The meeting will be held on March 1, 2012, from 8:30 a.m. to 5 p.m. at FDA White Oak Campus in Silver Spring, MD.
Federal Register Notice: www.gpo.gov/fdsys/pkg/FR-2011-12-20/pdf/2011-32469.pdf
About Rare Diseases
The National Institutes of Health Office of Rare Diseases Research (ORDR) maintains a list of rare (orphan) diseases, which are generally considered to have a prevalence of fewer than 200,000 affected individuals in the United States. Listed rare diseases affecting the functional GI and motility disorders community include:
- Cyclic vomiting syndrome (CVS)
- Hirschsprung’s disease
- Intestinal pseudo-obstruction
- Levator syndrome
- Rumination disorder
- Short bowel syndrome
Advancing Treatments for Rare Diseases
The Congressional Rare Disease Caucus held a briefing in November 2011 to educate the staff of Members of Congress on the experiences of rare disease patients and their families, as well as rare disease treatment development.
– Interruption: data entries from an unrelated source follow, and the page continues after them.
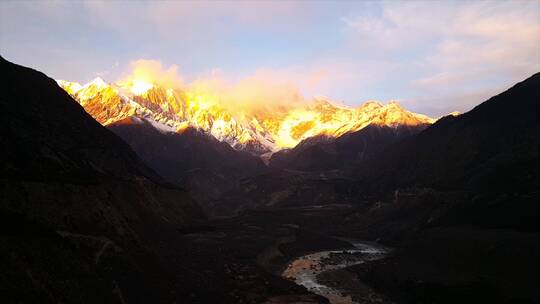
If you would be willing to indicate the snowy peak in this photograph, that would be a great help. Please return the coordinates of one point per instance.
(268, 129)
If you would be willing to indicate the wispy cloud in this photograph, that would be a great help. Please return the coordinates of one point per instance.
(350, 51)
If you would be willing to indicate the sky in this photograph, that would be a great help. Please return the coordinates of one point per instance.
(434, 57)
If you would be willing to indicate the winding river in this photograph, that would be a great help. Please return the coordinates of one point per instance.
(307, 270)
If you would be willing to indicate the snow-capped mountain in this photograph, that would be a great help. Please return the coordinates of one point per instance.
(260, 130)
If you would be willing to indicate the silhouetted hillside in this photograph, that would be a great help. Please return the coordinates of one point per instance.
(78, 208)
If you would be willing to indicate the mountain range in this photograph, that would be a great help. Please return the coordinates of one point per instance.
(134, 193)
(260, 129)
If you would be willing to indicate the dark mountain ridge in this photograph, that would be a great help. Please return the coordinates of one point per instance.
(81, 214)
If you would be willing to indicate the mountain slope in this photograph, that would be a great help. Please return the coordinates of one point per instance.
(80, 212)
(328, 153)
(197, 161)
(256, 128)
(492, 150)
(464, 205)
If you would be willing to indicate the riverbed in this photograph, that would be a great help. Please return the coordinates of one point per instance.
(324, 273)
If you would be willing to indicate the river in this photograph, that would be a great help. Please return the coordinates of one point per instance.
(308, 271)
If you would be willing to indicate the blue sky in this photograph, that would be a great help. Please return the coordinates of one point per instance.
(434, 57)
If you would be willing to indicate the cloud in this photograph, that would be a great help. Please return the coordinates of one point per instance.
(453, 50)
(150, 70)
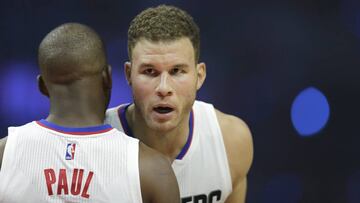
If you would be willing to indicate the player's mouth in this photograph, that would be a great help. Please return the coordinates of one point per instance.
(163, 109)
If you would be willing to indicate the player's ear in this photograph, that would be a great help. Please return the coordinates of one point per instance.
(42, 87)
(127, 71)
(107, 79)
(201, 74)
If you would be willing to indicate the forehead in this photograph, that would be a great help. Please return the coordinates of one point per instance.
(176, 51)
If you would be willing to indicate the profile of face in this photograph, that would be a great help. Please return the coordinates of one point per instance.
(164, 78)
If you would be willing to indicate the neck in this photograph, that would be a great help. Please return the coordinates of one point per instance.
(77, 108)
(168, 142)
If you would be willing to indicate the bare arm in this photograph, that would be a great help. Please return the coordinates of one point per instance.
(2, 148)
(239, 150)
(158, 181)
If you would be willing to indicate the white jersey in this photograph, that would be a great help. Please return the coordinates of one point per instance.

Dr. Tim Cote, Chief Medical Officer of the National Organization for Rare Disorders (NORD) hosted the briefing. In his opening remarks, he discussed how orphan drug products are transformative for patients of rare diseases, and that they present a public health opportunity. The speakers that followed continued to highlight the importance of increasing the speed of achieving Food and Drug Administration (FDA) approval, and increasing incentives for pharmaceutical companies to invest in rare disease treatment research. Below is a list of the speakers followed by a summary of their remarks.
Ann Pariser, M.D., Associate Director for Rare Diseases, FDA, Center for Drug Evaluation and Research (CDER), Office of New Drugs, Rare Diseases Program – Outlined FDA initiatives to reduce the time it takes for an FDA approval for rare disease treatments, and demonstrated that as a result, more orphan drug products have been approved. These initiatives include:
- Fast track designation
- Accelerated approval
- Priority review
- Expanded access
- Critical Path Initiative orphan drug designation
- CDER Rare Disease Program (in development)
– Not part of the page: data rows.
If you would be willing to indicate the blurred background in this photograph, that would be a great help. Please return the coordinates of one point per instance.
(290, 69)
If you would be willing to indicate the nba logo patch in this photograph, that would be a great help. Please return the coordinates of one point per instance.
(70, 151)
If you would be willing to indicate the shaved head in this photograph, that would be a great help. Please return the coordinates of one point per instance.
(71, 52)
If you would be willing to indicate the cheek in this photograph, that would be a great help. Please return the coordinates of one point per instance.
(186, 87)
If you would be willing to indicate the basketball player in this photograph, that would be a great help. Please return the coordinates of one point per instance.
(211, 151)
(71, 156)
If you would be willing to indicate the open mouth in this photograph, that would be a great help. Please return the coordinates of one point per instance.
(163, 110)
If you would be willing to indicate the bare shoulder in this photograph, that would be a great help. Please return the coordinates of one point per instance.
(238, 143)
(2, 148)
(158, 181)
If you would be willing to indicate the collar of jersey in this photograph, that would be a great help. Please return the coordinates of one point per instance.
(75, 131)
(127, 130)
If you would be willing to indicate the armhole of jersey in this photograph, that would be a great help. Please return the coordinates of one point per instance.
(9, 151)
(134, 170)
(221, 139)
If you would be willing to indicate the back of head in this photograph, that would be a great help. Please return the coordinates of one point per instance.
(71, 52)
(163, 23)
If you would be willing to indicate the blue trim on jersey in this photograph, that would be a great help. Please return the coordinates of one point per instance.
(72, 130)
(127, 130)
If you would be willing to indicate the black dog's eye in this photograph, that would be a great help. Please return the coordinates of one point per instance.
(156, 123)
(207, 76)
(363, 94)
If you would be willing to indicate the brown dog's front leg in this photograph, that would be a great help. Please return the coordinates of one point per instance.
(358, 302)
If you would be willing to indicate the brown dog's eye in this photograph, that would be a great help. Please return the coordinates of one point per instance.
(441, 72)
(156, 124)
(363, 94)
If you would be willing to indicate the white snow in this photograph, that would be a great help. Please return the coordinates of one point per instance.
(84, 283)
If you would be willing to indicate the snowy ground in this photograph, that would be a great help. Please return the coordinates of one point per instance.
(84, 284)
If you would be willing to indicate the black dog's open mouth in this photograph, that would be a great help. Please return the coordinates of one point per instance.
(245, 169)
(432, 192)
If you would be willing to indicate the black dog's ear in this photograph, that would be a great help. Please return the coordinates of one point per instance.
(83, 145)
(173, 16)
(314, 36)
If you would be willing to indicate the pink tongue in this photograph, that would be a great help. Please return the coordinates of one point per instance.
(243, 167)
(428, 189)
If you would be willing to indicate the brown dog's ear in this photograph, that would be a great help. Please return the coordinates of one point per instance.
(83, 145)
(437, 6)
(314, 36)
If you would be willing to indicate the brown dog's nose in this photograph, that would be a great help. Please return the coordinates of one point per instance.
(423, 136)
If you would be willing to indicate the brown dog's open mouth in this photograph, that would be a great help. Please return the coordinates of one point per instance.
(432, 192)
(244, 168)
Steve Groft, Pharm.D. – Director, Office of Rare Diseases Research (ORDR), National Institutes of Health – discussed the Rare Disease Clinical Research Network which has increased the number of researchers with experience collaborating in multi-center and international research projects.
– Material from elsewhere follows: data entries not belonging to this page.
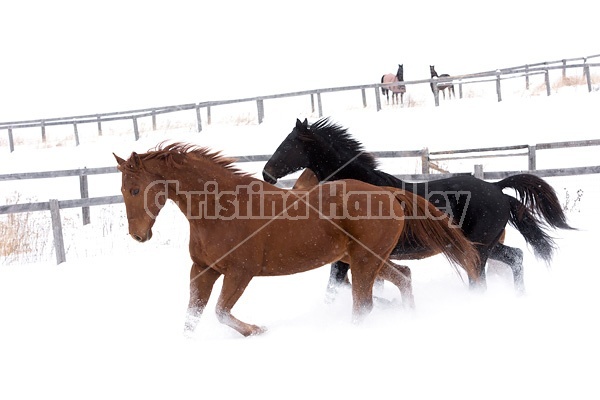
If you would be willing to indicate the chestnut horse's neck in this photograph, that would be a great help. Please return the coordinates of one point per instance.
(190, 177)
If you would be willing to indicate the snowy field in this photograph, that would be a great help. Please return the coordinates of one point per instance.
(108, 322)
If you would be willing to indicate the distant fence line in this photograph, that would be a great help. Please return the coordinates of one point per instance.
(460, 80)
(85, 202)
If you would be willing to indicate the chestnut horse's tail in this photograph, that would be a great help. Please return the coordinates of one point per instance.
(432, 230)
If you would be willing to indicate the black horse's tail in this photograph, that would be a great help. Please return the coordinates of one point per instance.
(537, 210)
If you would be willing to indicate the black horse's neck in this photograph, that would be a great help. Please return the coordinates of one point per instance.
(335, 155)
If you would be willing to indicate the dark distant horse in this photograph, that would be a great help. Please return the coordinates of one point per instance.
(396, 89)
(242, 227)
(442, 86)
(479, 208)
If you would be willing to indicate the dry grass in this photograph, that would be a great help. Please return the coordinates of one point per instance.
(579, 80)
(23, 237)
(565, 81)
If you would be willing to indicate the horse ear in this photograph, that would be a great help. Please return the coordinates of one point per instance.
(136, 161)
(120, 161)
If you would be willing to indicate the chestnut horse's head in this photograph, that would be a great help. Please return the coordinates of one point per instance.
(144, 194)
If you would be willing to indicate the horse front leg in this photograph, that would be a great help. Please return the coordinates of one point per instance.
(234, 284)
(337, 277)
(202, 280)
(401, 276)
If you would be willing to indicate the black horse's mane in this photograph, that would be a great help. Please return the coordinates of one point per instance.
(342, 142)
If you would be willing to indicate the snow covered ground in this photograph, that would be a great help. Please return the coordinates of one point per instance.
(108, 322)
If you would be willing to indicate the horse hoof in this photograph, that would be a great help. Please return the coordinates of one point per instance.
(257, 330)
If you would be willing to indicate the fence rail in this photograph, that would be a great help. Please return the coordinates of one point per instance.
(134, 115)
(85, 202)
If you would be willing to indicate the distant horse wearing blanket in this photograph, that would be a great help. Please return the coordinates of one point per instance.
(391, 79)
(442, 86)
(479, 208)
(242, 227)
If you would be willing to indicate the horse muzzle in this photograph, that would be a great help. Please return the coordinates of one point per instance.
(269, 178)
(142, 237)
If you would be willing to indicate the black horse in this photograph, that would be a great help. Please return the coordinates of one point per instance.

Parents of children suffering from rare diseases discussed their experiences with treating their children for a rare disease, including developing their own molecular compounds because the medication wasn’t available due to lack of investment by pharmaceutical companies. They also discussed their ideas for increasing the speed of FDA approvals for rare disease drugs, such as establishing an Accelerated Approval process for Ultra-Rare Disease Treatments.